Associate Justice of the New Hampshire Supreme Court
- In office July 8, 2009 – July 1, 2017
- Appointed by: John H. Lynch
- Succeeded by: Anna Hantz Marconi

Judge of the New Hampshire Superior Court
- In office 1992–2009

Personal details
- Born: Carol Ann Knott July 10, 1947 (age 78)
- Spouse: Edward J. Conboy
- Education: University of Connecticut (BA) University of New Hampshire (JD)

Military service
- Branch/service: United States Air Force
- Years of service: 1969-1971
- Rank: First Lieutenant

= Carol Ann Conboy =

American judge

Carol Ann Conboy (born July 10, 1947) is an American lawyer, former teacher, and former justice of the New Hampshire Supreme Court.

==Education==
She graduated from the University of Connecticut with a Bachelor of Arts in 1969 and from the Franklin Pierce Law Center, now known as University of New Hampshire School of Law with a Juris Doctor in 1978.

==Military service==
After graduating from the University of Connecticut, she joined the United States Air Force and went to Officer Training School at Lackland Air Force Base in Texas.
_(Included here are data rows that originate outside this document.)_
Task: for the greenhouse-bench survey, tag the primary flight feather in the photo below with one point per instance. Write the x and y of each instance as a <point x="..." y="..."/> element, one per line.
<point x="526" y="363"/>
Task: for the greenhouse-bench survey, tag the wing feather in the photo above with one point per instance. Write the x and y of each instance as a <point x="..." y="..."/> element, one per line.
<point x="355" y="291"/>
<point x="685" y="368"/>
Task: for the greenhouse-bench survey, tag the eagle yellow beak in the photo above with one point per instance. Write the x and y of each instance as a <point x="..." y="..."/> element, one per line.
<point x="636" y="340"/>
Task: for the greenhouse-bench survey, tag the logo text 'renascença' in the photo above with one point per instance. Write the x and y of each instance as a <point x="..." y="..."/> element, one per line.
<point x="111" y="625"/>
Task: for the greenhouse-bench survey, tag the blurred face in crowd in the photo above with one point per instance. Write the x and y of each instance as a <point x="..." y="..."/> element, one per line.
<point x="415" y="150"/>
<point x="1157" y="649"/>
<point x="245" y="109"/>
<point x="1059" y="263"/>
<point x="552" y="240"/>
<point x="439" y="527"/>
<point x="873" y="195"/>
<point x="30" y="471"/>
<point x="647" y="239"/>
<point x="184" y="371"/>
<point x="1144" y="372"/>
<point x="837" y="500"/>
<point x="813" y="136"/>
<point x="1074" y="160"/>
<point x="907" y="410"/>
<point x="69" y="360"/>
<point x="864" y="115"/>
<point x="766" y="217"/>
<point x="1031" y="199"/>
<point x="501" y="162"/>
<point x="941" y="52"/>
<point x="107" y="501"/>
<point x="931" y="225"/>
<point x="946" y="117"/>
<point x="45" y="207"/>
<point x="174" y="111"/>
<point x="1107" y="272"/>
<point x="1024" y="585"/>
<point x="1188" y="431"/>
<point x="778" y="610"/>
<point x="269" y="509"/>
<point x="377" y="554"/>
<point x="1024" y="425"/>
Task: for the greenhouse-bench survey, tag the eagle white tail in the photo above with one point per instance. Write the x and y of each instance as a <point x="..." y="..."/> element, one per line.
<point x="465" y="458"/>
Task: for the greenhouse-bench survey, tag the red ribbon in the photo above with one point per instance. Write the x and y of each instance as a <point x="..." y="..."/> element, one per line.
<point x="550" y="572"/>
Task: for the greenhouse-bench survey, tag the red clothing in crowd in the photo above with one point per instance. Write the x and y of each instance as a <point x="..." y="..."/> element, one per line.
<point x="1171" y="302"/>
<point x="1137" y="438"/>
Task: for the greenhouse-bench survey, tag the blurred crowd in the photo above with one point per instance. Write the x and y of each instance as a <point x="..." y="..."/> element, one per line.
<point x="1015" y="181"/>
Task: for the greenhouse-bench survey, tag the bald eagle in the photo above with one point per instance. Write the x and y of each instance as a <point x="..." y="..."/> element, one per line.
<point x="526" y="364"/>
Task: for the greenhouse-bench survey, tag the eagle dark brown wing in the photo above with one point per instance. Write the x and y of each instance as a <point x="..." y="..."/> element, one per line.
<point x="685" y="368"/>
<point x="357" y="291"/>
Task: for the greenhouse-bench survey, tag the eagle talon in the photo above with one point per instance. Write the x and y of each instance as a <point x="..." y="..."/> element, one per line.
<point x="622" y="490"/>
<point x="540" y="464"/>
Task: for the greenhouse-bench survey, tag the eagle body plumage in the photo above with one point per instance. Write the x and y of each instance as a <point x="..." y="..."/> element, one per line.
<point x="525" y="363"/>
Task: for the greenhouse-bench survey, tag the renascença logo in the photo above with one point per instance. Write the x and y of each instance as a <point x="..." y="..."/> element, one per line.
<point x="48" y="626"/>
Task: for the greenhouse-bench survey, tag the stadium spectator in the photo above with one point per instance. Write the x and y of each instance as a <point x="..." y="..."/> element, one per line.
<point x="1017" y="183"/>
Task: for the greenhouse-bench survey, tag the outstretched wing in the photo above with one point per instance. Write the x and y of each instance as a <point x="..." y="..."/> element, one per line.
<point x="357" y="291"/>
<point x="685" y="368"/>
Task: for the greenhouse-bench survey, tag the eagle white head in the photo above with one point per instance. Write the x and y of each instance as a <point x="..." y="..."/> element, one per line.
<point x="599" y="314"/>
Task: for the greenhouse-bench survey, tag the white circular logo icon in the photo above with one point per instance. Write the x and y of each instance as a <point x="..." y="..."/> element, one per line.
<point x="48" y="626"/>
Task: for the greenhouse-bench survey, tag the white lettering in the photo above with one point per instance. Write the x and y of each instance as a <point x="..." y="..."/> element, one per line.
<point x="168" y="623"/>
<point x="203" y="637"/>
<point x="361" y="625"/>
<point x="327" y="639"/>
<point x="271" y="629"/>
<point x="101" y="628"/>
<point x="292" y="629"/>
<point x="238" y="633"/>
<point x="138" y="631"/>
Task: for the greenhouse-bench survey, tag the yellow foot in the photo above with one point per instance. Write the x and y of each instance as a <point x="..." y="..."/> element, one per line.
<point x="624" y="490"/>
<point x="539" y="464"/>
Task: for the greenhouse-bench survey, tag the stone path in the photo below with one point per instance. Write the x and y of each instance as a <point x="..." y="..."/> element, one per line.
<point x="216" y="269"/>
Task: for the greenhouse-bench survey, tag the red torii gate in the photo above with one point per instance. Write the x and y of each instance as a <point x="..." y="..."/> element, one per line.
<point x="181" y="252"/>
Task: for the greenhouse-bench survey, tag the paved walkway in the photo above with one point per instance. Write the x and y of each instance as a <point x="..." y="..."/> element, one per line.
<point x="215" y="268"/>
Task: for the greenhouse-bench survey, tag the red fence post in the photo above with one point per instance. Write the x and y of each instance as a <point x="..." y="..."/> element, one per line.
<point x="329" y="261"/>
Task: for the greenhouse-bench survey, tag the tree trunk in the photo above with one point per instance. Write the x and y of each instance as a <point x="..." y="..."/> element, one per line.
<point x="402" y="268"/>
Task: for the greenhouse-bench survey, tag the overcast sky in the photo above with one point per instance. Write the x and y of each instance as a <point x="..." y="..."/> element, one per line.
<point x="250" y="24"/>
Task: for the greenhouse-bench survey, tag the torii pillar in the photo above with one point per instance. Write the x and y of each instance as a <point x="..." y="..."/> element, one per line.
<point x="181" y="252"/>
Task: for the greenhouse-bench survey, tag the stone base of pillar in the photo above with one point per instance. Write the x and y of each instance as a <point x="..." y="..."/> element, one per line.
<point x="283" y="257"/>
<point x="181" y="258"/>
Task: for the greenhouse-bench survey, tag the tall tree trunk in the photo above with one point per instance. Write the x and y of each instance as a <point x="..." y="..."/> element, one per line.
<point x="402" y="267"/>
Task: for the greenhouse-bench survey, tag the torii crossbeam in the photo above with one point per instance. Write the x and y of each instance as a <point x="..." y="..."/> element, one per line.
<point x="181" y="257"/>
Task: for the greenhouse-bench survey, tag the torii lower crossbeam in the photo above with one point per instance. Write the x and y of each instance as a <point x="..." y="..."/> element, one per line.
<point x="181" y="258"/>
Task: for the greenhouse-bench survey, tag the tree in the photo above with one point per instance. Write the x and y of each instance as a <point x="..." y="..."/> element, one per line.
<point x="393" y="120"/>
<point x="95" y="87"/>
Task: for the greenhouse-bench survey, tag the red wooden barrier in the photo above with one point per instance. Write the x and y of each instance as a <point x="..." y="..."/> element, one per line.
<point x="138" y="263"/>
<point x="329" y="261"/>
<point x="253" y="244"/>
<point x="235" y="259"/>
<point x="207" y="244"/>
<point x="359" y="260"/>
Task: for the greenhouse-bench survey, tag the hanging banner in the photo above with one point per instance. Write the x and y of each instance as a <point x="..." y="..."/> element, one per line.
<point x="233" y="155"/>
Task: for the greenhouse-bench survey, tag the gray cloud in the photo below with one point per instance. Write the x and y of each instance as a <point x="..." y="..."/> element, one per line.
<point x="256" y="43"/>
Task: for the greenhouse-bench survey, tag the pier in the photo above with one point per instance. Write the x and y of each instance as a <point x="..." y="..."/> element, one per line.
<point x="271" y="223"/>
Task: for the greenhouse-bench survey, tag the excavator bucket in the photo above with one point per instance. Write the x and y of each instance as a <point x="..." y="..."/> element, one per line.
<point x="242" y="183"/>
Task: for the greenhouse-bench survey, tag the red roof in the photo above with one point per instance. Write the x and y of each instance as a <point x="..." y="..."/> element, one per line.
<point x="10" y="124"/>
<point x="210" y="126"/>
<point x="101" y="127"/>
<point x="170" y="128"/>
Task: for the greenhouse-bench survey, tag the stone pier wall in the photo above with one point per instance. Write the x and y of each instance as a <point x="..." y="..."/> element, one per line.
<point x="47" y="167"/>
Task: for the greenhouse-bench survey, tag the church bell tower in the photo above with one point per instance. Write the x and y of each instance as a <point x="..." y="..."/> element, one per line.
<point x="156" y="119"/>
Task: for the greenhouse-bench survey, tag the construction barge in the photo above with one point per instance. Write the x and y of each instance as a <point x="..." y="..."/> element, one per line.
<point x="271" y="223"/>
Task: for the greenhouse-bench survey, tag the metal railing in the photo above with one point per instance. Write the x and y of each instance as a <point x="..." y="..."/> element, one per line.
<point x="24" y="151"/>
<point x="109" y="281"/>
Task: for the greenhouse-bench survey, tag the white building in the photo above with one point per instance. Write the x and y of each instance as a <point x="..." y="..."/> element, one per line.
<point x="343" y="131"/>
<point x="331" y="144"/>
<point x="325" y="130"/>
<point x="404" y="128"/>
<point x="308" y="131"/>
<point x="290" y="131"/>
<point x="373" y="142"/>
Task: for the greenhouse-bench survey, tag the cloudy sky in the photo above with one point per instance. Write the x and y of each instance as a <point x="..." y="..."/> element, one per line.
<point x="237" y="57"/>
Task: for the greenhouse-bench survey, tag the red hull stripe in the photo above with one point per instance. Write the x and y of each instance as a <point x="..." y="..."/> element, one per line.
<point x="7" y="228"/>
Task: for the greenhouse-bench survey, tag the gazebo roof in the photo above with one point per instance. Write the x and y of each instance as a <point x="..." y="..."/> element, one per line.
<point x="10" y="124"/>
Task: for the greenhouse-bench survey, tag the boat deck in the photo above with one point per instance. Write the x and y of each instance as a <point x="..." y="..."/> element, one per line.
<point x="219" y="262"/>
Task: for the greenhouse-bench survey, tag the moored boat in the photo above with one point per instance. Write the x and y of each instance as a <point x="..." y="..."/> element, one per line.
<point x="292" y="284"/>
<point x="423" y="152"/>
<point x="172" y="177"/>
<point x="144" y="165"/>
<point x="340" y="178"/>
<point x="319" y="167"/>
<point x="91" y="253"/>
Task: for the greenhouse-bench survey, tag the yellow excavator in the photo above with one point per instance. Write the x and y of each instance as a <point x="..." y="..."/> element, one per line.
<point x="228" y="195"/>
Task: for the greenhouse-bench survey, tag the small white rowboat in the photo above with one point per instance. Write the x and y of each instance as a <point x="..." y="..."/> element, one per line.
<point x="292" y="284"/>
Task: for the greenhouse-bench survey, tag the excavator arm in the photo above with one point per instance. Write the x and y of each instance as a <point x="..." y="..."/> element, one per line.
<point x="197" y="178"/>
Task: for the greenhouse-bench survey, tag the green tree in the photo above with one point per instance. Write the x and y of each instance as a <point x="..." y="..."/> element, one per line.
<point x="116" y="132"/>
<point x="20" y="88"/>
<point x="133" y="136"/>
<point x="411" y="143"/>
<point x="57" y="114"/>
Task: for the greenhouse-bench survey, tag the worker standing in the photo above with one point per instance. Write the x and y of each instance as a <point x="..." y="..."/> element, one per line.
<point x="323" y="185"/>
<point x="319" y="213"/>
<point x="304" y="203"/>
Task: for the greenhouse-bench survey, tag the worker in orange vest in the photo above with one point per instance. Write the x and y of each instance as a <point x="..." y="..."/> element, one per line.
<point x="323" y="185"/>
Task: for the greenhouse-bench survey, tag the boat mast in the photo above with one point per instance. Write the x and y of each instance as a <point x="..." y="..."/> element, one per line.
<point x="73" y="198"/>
She was commissioned as an officer and served in Boston during the Vietnam War era until resigning her commission as a First Lieutenant in 1971.

==Teaching career==
She taught English at Merrimack Valley High School in Penacook and Southside Junior High School in Manchester.

==Law career==
From 1978 to 1979, she clerked for then-Chief Judge Shane Devine of the United States District Court for the District of New Hampshire. From 1980 to 1992, she was a partner in the New Hampshire law firm of McLane, Graf, Raulerson and Middleton. From 1992 to 2009, she served as a Judge on the New Hampshire Superior Court.

While on the Superior Court, she was a Supervisory Justice of the Merrimack County Superior Court and served as Chair of the New Hampshire Supreme Court Advisory Committee on Judicial Ethics, and Chair of the New Hampshire Superior Court Sentence Review Board.

In 2009, Governor John Lynch nominated her to serve as an associate justice on the New Hampshire Supreme Court. She was sworn in on July 8, 2009 and served on the court until her retirement on July 1, 2017.

==Personal life==
Carol married Edward J. Conboy while in the Air Force. Together they had three children (Thomas, Paul, and David). Edward died on April 15, 2009.